Man konnte nicht einmal mit Bargeld den Bus bezahlen, um sich ordnungsgemäß bei Siri anzumelden und man bekam auch kein MobilePay für die Busfahrkarte ohne Anmeldung. Beim Grenzübertritt wusste die eine Stelle nicht, was die andere tat. Ich möchte diese Familie einmal hören, wenn sie aufgrund des sinnlosen Grenzstaus am Wochenende keine Besuche mehr aus der deutschen Heimat bekommt. Oder wenn sie ihre Bankgeschäfte ohne MitID nicht mehr erledigen kann, aber zeitgleich keinen Behördentermin für MitID bekommt.

Aber warum ist Dänemark gut durch die Corona-Krise gekommen? Das lag an dem Miteinander, an einer gewissen Staatshörigkeit und an einer hohen Impfbereitschaft. Für die Demonstrationen gegen die Corona-Maßnahmen in Deutschland hat man in Dänemark eher Kopfschütteln geerntet.
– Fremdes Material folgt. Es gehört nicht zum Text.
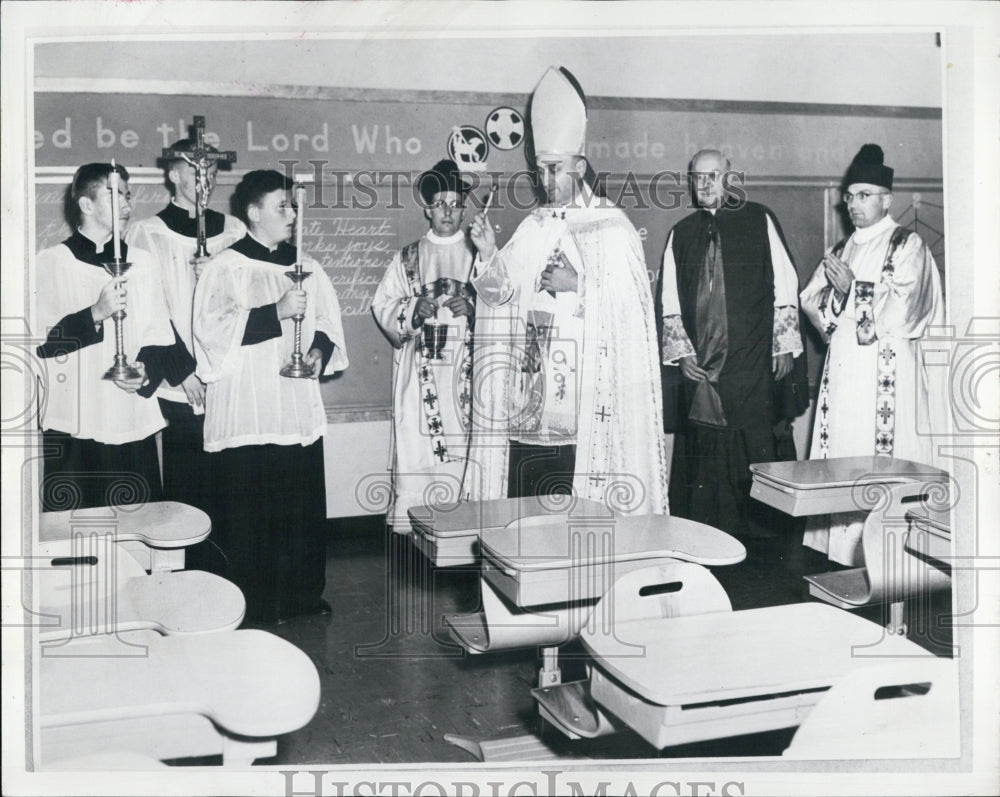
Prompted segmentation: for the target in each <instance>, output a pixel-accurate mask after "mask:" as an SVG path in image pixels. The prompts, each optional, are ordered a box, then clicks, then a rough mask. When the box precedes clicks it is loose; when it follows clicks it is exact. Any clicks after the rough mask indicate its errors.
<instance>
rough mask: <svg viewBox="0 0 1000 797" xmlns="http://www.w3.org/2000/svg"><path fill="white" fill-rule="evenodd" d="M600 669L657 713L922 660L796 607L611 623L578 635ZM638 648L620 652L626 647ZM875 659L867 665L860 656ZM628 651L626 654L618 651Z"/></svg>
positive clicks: (837, 618) (837, 620)
mask: <svg viewBox="0 0 1000 797" xmlns="http://www.w3.org/2000/svg"><path fill="white" fill-rule="evenodd" d="M581 639H582V641H583V644H584V647H586V648H587V651H588V652H589V653H590V654H591V655H592V656H594V658H595V659H596V660H597V661H598V662H599V664H600V666H601V667H602V668H603V669H605V670H606V671H607V672H608V673H610V674H611V675H612V676H613V677H614V678H616V679H618V680H619V681H621V682H622V683H623V684H625V685H626V686H627V687H628V688H630V689H632V690H634V691H635V692H638V693H639V694H640V695H642V697H644V698H645V699H647V700H650V701H652V702H654V703H657V704H659V705H663V706H670V705H685V704H691V703H700V702H709V701H715V700H730V699H735V698H742V697H751V696H755V695H756V696H760V695H768V694H778V693H781V692H790V691H795V690H802V689H811V688H821V687H828V686H830V685H831V684H833V683H834V682H835V681H836V680H837V679H838V678H840V677H841V676H842V675H843V674H844V673H845V672H848V671H849V670H852V669H854V668H856V667H859V666H863V665H864V664H865V663H866V662H868V663H873V662H879V661H884V660H885V658H884V657H886V656H923V657H928V656H930V655H931V654H929V653H928V652H927V651H925V650H924V649H923V648H921V647H920V646H919V645H916V644H914V643H913V642H910V641H909V640H906V639H903V638H901V637H898V636H886V634H885V630H884V629H883V628H882V627H881V626H879V625H876V624H875V623H871V622H869V621H867V620H864V619H862V618H860V617H857V616H855V615H853V614H851V613H849V612H845V611H843V610H841V609H836V608H834V607H833V606H827V605H824V604H820V603H797V604H789V605H785V606H772V607H768V608H763V609H750V610H747V611H739V612H718V613H712V614H702V615H690V616H686V617H675V618H671V619H668V620H645V621H631V622H630V621H628V620H620V619H619V620H617V621H616V623H615V633H614V634H613V635H612V634H607V633H602V632H598V633H595V634H588V633H586V632H584V633H583V634H582V635H581ZM630 644H631V645H641V646H642V647H640V648H626V647H625V646H626V645H630ZM864 645H871V646H875V647H872V648H869V649H868V651H869V652H870V653H871V655H872V656H877V657H878V658H872V659H866V658H864V656H865V652H866V650H865V649H856V648H855V646H864ZM625 650H631V651H632V654H631V655H623V651H625Z"/></svg>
Ich möchte mit diesem Beispiel nicht auf Dänemark schimpfen. Vielmehr aufzeigen, dass auch hier nur mit Wasser gekocht wird. Dass es hier genauso Altersarmut gibt und dass es hier viele Menschen gibt, die mit der Digitalisierung kaum zurechtkommen. Dänen übrigens. Oder dass Menschen allein aufgrund ihres Aussehens, ihrer Hautfarbe an der Grenze kontrolliert werden. Nein, in Deutschland ist nicht alles so toll, wie man es sich vielleicht wünscht. Aber vielleicht ist es auch deswegen nicht so toll, weil man seinen eigenen Beitrag nicht geleistet hat. Sich vielleicht nicht ehrenamtlich engagiert hat. Auch Deutschland lebt eine Gesellschaft von einem Miteinander genauso wie Dänemark.

Wir erleben gerade eine stärkere Zuwanderung von Menschen, welche den Ferienhausurlaub an der dänischen Westküste mit dänischem Alltag verwechseln. Das hat Potenzial, das Miteinander auch der deutschen Minderheit zu sprengen. Denn wir wünschen uns Zuzügler, die nicht vor Deutschland flüchten, sondern sich hier wirklich in das Grenzland einfinden und engagieren wollen. Wir wollen hier keine Zuwanderer mit Grenzen im Kopf. Denn solche werden zeitnah Probleme mit dem dänischen und durchaus restriktiven System bekommen. Und alsbald weiterziehen. Mittlerweile weiß ich, dass man in einem großen Maklerbüro von dieser Klientel schon recht genervt ist. Weil man weiß, dass es unnötige Unruhe stiftet.

Und dass Dänen auch Deutschland durchaus toll finden, zeigt die große Minderheit, die südlich der Grenze lebt und das Gemeinsame der beiden Welten, des gemeinsamen Grenzlandes liebt und sich im Miteinander engagiert.